Error reading csv file unicodeescape

2019-09-16 01:40发布

问题:

I have this program

import csv

with open("C:\Users\frederic\Desktop\WinPython-64bit-3.4.4.3Qt5\notebooks\scores.txt","r") as scoreFile:
    # write = w, read = r, append = a
    scoreFileReader = csv.reader(scoreFile)
    scoreList = []
    for row in scoreFileReader:
        if len (row) != 0:
            scoreList = scoreList + [row]

scoreFile.close()

print(scoreList)

Why do I get this Error ?

with open("C:\Users\frederic\Desktop\WinPython-64bit-3.4.4.3Qt5\notebooks\scores.txt","r") as scoreFile: ^ SyntaxError: (unicode error) 'unicodeescape' codec can't decode bytes in position 2-3: truncated \UXXXXXXXX escape.

回答1:

You need to use raw strings with Windows-style filenames:

with open(r"C:\Users\frederic\Desktop\WinPython-64bit-3.4.4.3Qt5\notebooks\scores.txt", 'r') as scoreFile:
         ^^

Otherwise, Python's string engine thinks that \U is the start of a Unicode escape sequence - which of course it isn't in this case.


Also, be careful also your scoreFile.close() is useless:

The with statement replace a try and catch.

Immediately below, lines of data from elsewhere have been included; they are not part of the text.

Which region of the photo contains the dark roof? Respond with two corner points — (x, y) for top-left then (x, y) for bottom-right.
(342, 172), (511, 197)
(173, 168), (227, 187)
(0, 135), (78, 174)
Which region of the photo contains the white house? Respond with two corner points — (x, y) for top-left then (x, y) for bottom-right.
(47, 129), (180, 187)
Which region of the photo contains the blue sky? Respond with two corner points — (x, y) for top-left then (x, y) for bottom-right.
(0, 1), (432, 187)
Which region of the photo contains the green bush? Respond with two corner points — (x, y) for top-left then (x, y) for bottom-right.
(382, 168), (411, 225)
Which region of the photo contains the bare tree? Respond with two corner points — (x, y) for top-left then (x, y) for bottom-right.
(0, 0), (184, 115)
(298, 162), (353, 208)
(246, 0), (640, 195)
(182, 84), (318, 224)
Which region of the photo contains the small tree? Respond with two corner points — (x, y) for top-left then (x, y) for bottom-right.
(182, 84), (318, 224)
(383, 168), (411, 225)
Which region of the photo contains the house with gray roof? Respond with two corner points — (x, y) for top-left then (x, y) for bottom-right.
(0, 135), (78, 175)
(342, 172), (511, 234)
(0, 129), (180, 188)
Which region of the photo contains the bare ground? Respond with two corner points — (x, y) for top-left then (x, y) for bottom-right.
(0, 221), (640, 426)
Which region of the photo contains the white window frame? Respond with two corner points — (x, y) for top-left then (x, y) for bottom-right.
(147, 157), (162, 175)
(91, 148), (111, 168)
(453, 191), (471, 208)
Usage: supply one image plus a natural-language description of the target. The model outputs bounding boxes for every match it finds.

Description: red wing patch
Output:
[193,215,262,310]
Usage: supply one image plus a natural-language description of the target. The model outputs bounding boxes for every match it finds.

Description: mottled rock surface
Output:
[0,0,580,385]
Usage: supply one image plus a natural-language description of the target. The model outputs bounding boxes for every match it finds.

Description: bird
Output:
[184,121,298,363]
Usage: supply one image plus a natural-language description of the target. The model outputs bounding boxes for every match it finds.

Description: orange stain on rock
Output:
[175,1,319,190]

It also automatically close the file after the block. That mean you can delete the scoreFile.close() line.

Also, you can change the line if len(row) != 0 According to PEP8:

For sequences, (strings, lists, tuples), use the fact that empty sequences are false.

Yes: if not seq: if seq:

No: if len(seq): if not len(seq):

One last thing, your for loop isn't good either, to read csv you better start copying an example from the doc first!

with open('eggs.csv', 'rb') as csvfile:
    spamreader = csv.reader(csvfile, delimiter=' ', quotechar='|')
    for row in spamreader:
       print ', '.join(row)


回答2:

you may try this:

import csv
import io

def guess_encoding(csv_file):
    """guess the encoding of the given file"""
    with io.open(csv_file, "rb") as f:
        data = f.read(5)
    if data.startswith(b"\xEF\xBB\xBF"):  # UTF-8 with a "BOM"
        return ["utf-8-sig"]
    elif data.startswith(b"\xFF\xFE") or data.startswith(b"\xFE\xFF"):
        return ["utf-16"]
    else:  # in Windows, guessing utf-8 doesn't work, so we have to try
        try:
            with io.open(csv_file, encoding="utf-8") as f:
                preview = f.read(222222)
                return ["utf-8"]
        except:
            return [locale.getdefaultlocale()[1], "utf-8"]

encodings = guess_encoding(r"C:\Users\frederic\Desktop\WinPython-64bit-3.4.4.3Qt5\notebooks\scores.txt")[0])

# then your code with 
with open(r"C:\Users\frederic\Desktop\WinPython-64bit-3.4.4.3Qt5\notebooks\scores.txt","r", encoding=encodings[0]) as scoreFile: